The documentary cuts between half a dozen locals who, judging by Dorothy’s line dancing, were given the freedom to do with their 15 minutes as they wished. Teenaged Lorraine gives ‘I like people’ as the first of five reasons why she should be the new presenter on The Word. Twisting in the passenger seat to face the cameraman in the back, she recalls how, when younger, she would playact news reporter, conducting sham research, or, as she phrases it, “pretend [she] were dead important”. Pakistani market-staller Abrar, meanwhile, sitting cross-legged on the stall top, polythened garments ranged along the crossbar behind his head, tells of his realisation that Darwin meant his theory of evolution (that man was descended from apes) to apply only to the “mainstream English people”, and this he can get on-board with.
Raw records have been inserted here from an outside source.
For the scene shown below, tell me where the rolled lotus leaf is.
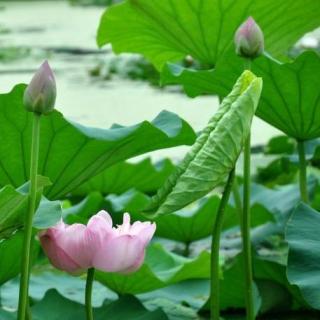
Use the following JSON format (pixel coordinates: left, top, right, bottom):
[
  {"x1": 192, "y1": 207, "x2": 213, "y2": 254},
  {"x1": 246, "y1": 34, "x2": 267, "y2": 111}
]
[{"x1": 146, "y1": 71, "x2": 262, "y2": 215}]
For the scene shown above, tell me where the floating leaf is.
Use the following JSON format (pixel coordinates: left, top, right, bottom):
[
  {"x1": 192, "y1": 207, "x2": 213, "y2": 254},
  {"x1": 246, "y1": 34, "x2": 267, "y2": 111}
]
[
  {"x1": 148, "y1": 71, "x2": 262, "y2": 214},
  {"x1": 0, "y1": 176, "x2": 51, "y2": 239},
  {"x1": 96, "y1": 245, "x2": 210, "y2": 294},
  {"x1": 97, "y1": 0, "x2": 320, "y2": 69},
  {"x1": 0, "y1": 232, "x2": 23, "y2": 285},
  {"x1": 107, "y1": 190, "x2": 238, "y2": 243},
  {"x1": 162, "y1": 51, "x2": 320, "y2": 140},
  {"x1": 0, "y1": 85, "x2": 195, "y2": 199},
  {"x1": 286, "y1": 204, "x2": 320, "y2": 310},
  {"x1": 72, "y1": 158, "x2": 175, "y2": 196},
  {"x1": 32, "y1": 289, "x2": 168, "y2": 320}
]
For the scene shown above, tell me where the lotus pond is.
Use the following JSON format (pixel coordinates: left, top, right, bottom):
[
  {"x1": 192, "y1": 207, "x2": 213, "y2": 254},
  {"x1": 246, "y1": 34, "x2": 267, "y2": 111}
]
[{"x1": 0, "y1": 0, "x2": 320, "y2": 320}]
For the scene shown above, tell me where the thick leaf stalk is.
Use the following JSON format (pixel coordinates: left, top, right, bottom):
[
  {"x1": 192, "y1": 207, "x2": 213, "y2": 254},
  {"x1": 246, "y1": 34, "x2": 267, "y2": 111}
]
[
  {"x1": 18, "y1": 113, "x2": 41, "y2": 320},
  {"x1": 298, "y1": 141, "x2": 309, "y2": 203},
  {"x1": 241, "y1": 134, "x2": 255, "y2": 320},
  {"x1": 210, "y1": 169, "x2": 235, "y2": 320},
  {"x1": 147, "y1": 71, "x2": 262, "y2": 215}
]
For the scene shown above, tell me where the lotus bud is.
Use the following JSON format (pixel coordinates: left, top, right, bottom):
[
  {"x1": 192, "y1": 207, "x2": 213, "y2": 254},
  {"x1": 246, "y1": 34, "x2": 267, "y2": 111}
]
[
  {"x1": 39, "y1": 211, "x2": 156, "y2": 274},
  {"x1": 234, "y1": 17, "x2": 264, "y2": 59},
  {"x1": 23, "y1": 61, "x2": 57, "y2": 114}
]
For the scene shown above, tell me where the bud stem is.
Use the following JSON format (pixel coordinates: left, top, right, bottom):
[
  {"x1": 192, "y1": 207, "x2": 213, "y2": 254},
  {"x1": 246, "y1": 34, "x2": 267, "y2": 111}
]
[
  {"x1": 18, "y1": 113, "x2": 41, "y2": 320},
  {"x1": 298, "y1": 140, "x2": 309, "y2": 203},
  {"x1": 210, "y1": 169, "x2": 235, "y2": 320},
  {"x1": 85, "y1": 268, "x2": 94, "y2": 320}
]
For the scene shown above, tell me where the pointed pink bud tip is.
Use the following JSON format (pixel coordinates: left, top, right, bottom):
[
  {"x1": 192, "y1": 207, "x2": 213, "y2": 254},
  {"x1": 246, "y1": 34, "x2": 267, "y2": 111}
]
[
  {"x1": 23, "y1": 61, "x2": 57, "y2": 114},
  {"x1": 234, "y1": 17, "x2": 264, "y2": 59}
]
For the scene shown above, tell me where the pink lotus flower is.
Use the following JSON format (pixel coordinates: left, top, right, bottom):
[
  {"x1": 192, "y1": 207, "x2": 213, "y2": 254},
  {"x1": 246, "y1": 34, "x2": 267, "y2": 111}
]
[
  {"x1": 39, "y1": 211, "x2": 156, "y2": 274},
  {"x1": 234, "y1": 17, "x2": 264, "y2": 58},
  {"x1": 23, "y1": 61, "x2": 57, "y2": 114}
]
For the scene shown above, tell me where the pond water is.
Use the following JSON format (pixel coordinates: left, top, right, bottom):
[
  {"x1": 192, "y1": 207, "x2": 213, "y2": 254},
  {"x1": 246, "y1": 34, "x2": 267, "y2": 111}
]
[{"x1": 0, "y1": 1, "x2": 279, "y2": 158}]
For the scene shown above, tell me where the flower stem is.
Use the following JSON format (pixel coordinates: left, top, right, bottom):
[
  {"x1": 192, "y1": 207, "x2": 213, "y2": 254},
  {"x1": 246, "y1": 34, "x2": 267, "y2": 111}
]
[
  {"x1": 298, "y1": 140, "x2": 309, "y2": 203},
  {"x1": 18, "y1": 113, "x2": 41, "y2": 320},
  {"x1": 210, "y1": 169, "x2": 235, "y2": 320},
  {"x1": 241, "y1": 133, "x2": 255, "y2": 320},
  {"x1": 85, "y1": 268, "x2": 94, "y2": 320}
]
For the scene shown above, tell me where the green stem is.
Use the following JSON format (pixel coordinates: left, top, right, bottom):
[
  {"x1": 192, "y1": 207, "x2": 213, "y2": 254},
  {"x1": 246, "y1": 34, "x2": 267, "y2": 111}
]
[
  {"x1": 232, "y1": 177, "x2": 243, "y2": 230},
  {"x1": 298, "y1": 141, "x2": 309, "y2": 203},
  {"x1": 85, "y1": 268, "x2": 94, "y2": 320},
  {"x1": 18, "y1": 113, "x2": 41, "y2": 320},
  {"x1": 241, "y1": 133, "x2": 255, "y2": 320},
  {"x1": 210, "y1": 169, "x2": 235, "y2": 320}
]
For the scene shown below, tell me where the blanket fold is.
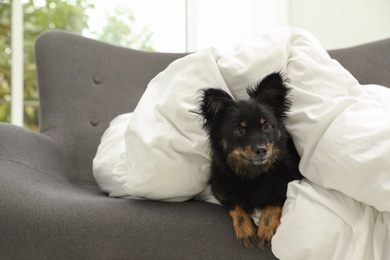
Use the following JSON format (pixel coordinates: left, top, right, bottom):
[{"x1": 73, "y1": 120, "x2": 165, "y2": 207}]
[{"x1": 94, "y1": 27, "x2": 390, "y2": 259}]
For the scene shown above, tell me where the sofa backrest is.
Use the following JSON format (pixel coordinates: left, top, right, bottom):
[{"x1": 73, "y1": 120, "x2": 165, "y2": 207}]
[
  {"x1": 35, "y1": 31, "x2": 390, "y2": 183},
  {"x1": 35, "y1": 31, "x2": 185, "y2": 183}
]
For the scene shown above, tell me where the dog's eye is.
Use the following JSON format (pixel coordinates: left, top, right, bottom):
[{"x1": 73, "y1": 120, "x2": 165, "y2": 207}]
[
  {"x1": 233, "y1": 127, "x2": 245, "y2": 136},
  {"x1": 263, "y1": 123, "x2": 272, "y2": 132}
]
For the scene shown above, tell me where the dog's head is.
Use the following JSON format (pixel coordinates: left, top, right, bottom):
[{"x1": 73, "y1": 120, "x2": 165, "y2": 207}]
[{"x1": 200, "y1": 73, "x2": 291, "y2": 178}]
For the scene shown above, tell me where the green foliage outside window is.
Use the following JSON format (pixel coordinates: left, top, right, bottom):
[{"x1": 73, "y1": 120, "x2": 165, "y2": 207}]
[{"x1": 0, "y1": 0, "x2": 153, "y2": 130}]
Republic is a loveable film, and extremely funny, charming by its balance of affectation (the directors’ filming in colour, later converting to black and white) and honesty (the directors’ surrendering script control to their non-professional stars, who, poignantly, keep nothing back). As Action Space and NG83 made clear, Republic shows how much a part of human nature is showing off.